Geht einfach raus und spielt: Was mancher Fußballtrainer seiner Mannschaft auf den Weg gibt, funktioniert auch als musikalische Handlungsanweisung. Macht, was ihr wollt, aber macht es gut und immer wieder anders. Interzone zum Beispiel, das Trio des 22 Jahre jungen österreichischen Trompeters Mario Rom, geht einfach raus. Und spielt. Knurrig, knorrig, selbstbewusst und beweglich. Gutes Rezept. Im Spiel von Bass, Schlagzeug und Trompete treten immer wieder neue Schichten hervor: treibende Grooves und getriebene Melodielinien, Anklänge an den Jazz der Sechziger, die Rhythmen der Karibik oder Afrikas, Erinnerungen an pharmazeutisch angefeuerte Ausschweifungen, an Irrungen und Verwirrungen, an Reisen in musikalische Welten, die längst zerstört und vergessen waren, als die drei Musiker ihre Instrumente zum ersten Mal in die Hand nahmen.

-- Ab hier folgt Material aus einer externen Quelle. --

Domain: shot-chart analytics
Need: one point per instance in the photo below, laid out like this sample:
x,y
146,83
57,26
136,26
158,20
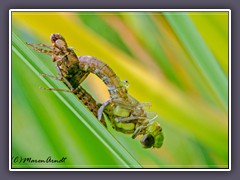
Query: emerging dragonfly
x,y
125,113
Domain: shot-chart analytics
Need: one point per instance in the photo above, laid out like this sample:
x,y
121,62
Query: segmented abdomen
x,y
104,72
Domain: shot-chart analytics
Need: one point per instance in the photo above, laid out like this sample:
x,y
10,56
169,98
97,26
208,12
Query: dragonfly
x,y
125,113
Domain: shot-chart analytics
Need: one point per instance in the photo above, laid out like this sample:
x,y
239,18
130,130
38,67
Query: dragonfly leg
x,y
34,47
100,110
56,89
131,118
138,131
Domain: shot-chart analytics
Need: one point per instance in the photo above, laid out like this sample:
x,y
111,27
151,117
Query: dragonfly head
x,y
153,136
58,41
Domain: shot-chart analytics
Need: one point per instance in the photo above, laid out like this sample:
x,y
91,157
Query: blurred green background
x,y
178,61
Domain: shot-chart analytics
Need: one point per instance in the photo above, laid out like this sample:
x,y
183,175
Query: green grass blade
x,y
84,115
200,53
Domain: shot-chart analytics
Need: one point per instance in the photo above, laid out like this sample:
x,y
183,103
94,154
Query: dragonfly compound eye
x,y
147,140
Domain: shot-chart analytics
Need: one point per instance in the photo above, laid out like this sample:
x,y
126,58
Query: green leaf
x,y
200,53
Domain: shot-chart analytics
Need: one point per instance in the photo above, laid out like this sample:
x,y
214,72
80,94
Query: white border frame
x,y
121,10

Nun sitzen sie da, so will es das Cover von Nothing is True, im spärlich ausgeleuchteten Chiaroscuro des Wiener Planter’s Club, einem Denkmal kolonialistischer Geselligkeit. Drei wilde Burschen, von einem Leben gezeichnet, das sie noch nicht haben konnten, zu allem entschlossen. Mario Rom lässt ein Streichholz aufflammen und erklärt damit das Zentrum des Bildes zum weißen Fleck: Interzone, benannt nach dem ekstatischen Prosakonvolut, das William S. Burroughs während seiner Zeit in Tanger anfertigte und das in seiner sprudelnden Sinnlichkeit offenbar Modell stand für dieses Trio. Wo Burroughs die Verstörung der entwurzelten Tanger-Boheme der fünfziger Jahre umkreist, nutzen Mario Rom, der entschlossen daherschreitende Kontrabassist Lukas Kranzlbinder und der Schlagzeuger Herbert Pirker die Chance, die in ihrer Jugend und der großen Entfernung zum Epizentrum des Jazz steckt: Nothing is True, wortwörtlich, in dieser Zwischenwelt, aber alles scheint erlaubt zu sein.

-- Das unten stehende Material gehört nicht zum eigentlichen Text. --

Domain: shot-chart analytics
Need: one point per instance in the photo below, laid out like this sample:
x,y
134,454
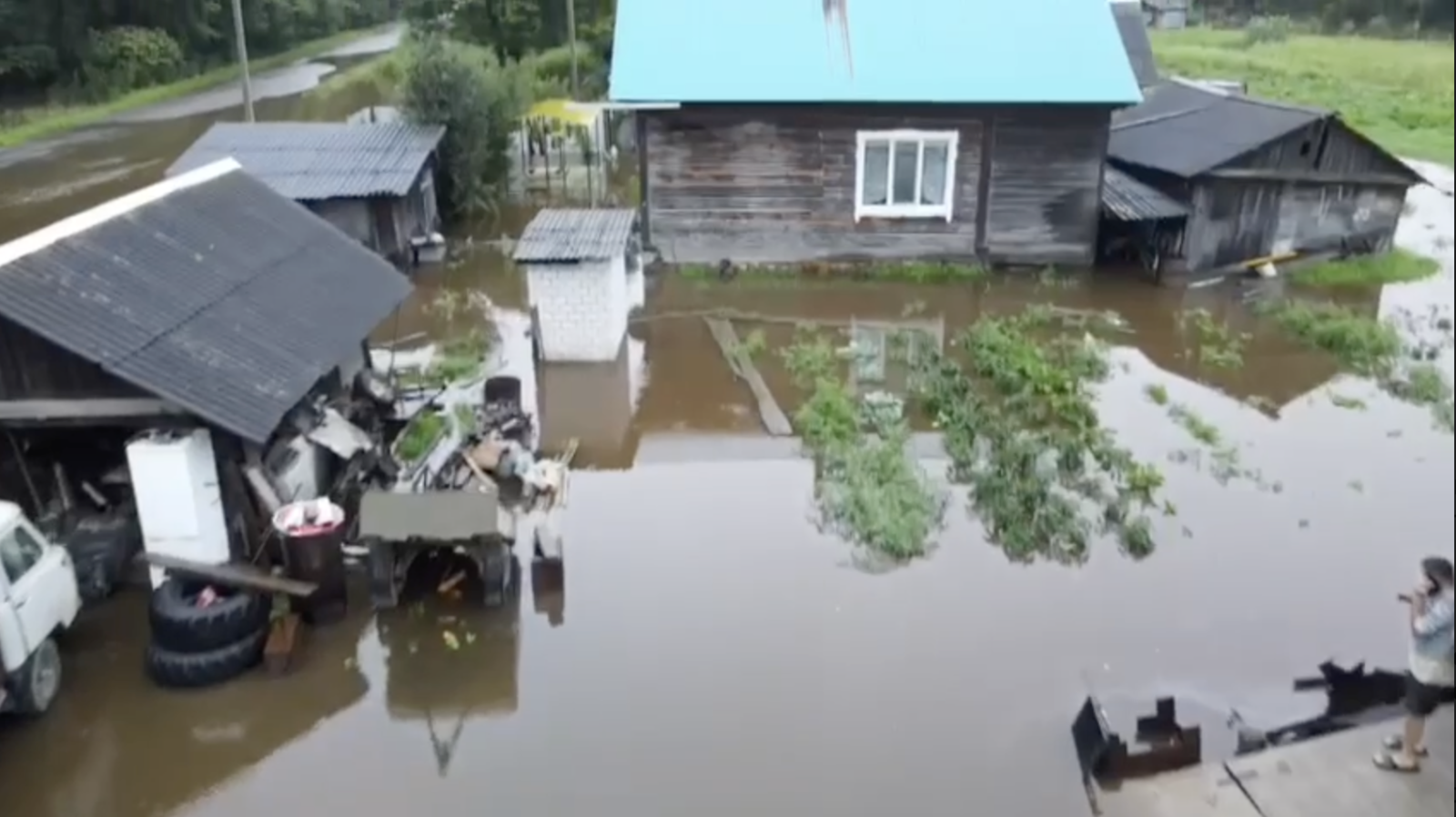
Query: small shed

So unbekümmert wie ungestüm fräsen sie ihre Bahn, räumen alle stilistischen Wegweiser zur Seite, swingen, grooven, nehmen abrupt Tempo aus der Bewegung, kurz: spielen, wie es ihnen die Energie gerade einflüstert. Selbst Ornette Colemans zartbittere Ballade Lonely Woman muss zu guter Letzt dran glauben: Mario Rom und seine Kumpane treten aufs Gas und fügen der Melodie Schrunden und Wunden zu – und ringen ihrer Schönheit mit solch ruppiger Behandlung eine ungeahnte Kraft ab.